NAIROBI, MAY 22 2015 (CISA) – Youth of Africa, especially those in universities and tertiary institutions are the “future of missions in Africa, Fr Lance Nadeau told a conference of catholic bishops, priests, lay, and men and women religious.

According to Fr Lance who is the chaplain at Kenyatta University, these youth are better equipped with the energy, intellectual competence and technology.

“African youth are going to change our understanding of missionary identity and relevance, and will give a new identity, relevance and role to mission” he said.

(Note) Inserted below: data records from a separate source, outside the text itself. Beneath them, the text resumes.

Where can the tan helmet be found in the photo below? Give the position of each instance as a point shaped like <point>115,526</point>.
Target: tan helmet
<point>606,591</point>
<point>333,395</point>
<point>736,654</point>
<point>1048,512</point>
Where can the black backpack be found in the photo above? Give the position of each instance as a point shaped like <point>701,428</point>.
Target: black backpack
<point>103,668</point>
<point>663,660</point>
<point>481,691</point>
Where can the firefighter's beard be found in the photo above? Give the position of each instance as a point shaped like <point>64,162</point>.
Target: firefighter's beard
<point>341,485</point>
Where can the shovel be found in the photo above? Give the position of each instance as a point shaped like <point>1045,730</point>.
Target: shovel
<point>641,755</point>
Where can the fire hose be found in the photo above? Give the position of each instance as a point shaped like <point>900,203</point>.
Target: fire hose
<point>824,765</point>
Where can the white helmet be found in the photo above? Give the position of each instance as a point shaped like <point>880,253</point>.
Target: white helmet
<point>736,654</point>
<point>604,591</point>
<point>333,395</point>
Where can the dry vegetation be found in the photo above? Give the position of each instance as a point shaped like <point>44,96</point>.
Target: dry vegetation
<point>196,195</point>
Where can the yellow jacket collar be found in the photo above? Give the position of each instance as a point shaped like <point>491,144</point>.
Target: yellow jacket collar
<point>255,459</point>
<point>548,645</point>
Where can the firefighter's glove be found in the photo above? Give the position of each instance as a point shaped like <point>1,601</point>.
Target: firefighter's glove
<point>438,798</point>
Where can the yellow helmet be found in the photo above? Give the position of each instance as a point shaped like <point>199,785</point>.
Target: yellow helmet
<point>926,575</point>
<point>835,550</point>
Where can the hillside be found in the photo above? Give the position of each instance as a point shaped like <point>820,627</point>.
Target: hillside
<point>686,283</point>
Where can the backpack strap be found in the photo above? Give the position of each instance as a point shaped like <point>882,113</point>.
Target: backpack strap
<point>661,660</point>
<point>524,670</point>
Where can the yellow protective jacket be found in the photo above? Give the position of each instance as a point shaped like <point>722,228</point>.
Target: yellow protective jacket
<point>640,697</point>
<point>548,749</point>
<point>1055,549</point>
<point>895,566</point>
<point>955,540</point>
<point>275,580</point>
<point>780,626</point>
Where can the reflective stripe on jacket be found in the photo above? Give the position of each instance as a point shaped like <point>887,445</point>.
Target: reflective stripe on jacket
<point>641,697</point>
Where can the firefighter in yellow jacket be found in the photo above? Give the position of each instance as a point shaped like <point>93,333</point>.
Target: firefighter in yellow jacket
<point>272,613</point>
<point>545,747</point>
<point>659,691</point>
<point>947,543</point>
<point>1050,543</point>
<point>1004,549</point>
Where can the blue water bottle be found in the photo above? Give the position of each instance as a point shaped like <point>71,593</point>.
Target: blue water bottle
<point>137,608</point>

Fr Lance noted that 20 years, Africa will provide the youngest workforce in the global market, therefore; “the missionary Church should not fail to appreciate the impact African youth in tertiary institutions will have on human life in this century.”

Rev Lance mentioned that Pope John Paul II introduced in the Redemption Mission three modern equivalents; Genetic Engineering, the Globalised Economy, and Social Communications. They are the new sectors in which the gospel must be proclaimed, by African youth.

He noted that the youth are able to ‘engage’ in the encounter between faith, reason and sciences, and  can serve humanity by interpreting the three  equivalents in light of the person’s dignity and calling to communion with others.

African youth are going to be the great missionaries in the future “and the majority of sub-Saharan Christianity, which will comprise one fourth of the global Christianity and they will assume major responsibilities in the world Church, specifically, the Church’s mission to evangelize”.

Fr Lance urged bishops and their collaborators to prepare youth in tertiary institutions to be missionaries by assigning their best personnel to chaplaincy and invest more on ‘edge –cutting’ formation programs for the youth.

“It is part of the responsibility of African Bishops to empower the youth to take up their responsibility of evangelization, which St. John Paul II said it’s the “right and duty of African youth” based on their baptismal dignity,” he said.

He was speaking at the just ended International Missionary Conference in Nairobi.

The United Nations described youth as those of age 15-24, and the constitution of Kenya as those of age 18-35 years.